Иметь детей (но числом не более двух) Корвину и Жозефине разрешили, но,
к явному неудовольствию куратора, все старания молодоженов шли прахом, да и,
как писал руководству тот же куратор, моральный климат в семье оставлял
желать лучшего. Молодая семья стала разваливаться, кто прав, кто виноват -
не разберешься, Иван бросал смутные намеки о неверности супруги, гораздо
больше основания имела для жалоб Жозефина, обладавшая отдельным каналом
связи и нытьем досаждавшая своим московским товарищам по борьбе. А они уже
поговаривали о том, что не пора ли на парткоме обсудить нездоровую
обстановку в семье сослуживца. Навели справки и горестно повздыхали: правда
выглядела убогой мелодрамой, Ивана застукали на интрижке с обыкновеннейшей
потаскушкой. Супруги стали жить раздельно, временами, правда, сходясь. От
Жозефины узнали много интересного, сопоставили ее донесения с тем, что муж
ее писал о себе, поскольку никогда не доверяли его отчетам, и не потому, что
на двадцать пять австралийских месяцев он выпал из наблюдения и контроля.
Всякий профессионал прибегает в отчетах к уничижающему или возвышающему
стилю в описании своей работы, простейшая операция по выемке порою выглядит
на бумаге романтической историей с песенным финалом, а бывает, не
удостаивается даже строчки. (Профессионалы к тому же знают: чем полнее и
честнее донесение разведчика, тем с большим подозрением относятся к нему.)

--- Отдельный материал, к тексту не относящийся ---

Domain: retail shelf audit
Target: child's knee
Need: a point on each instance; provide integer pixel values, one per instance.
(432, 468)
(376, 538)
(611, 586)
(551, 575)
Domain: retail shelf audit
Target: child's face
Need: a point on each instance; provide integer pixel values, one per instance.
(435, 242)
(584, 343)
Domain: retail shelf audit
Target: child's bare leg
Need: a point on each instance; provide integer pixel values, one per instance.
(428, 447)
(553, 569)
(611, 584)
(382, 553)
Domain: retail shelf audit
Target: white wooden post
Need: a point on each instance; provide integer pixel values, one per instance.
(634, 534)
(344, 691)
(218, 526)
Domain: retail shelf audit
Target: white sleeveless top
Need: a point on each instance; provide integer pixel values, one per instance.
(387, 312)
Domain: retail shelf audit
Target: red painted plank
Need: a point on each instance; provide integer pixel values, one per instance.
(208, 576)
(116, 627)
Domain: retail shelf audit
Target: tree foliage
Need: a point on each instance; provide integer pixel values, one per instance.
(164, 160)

По уверениям Жозефины, Кустова мучили головные боли, но о них он помалкивал,
за что его мягко пожурили, в ответ получив едкий вопрос: "Откуда эти
сведения?.." Постеснялись поэтому спросить и о том, что злило Жозефину: та
намекала на некоторую недостаточность Ивана в мужской сфере. Однако же
забавляться с девицами дефект этот супругу не мешал, он, видимо, сказывался
лишь на общениях с женой, и винить Жозефина могла только себя: с таким
пылким темпераментом да не расшевелить мужика!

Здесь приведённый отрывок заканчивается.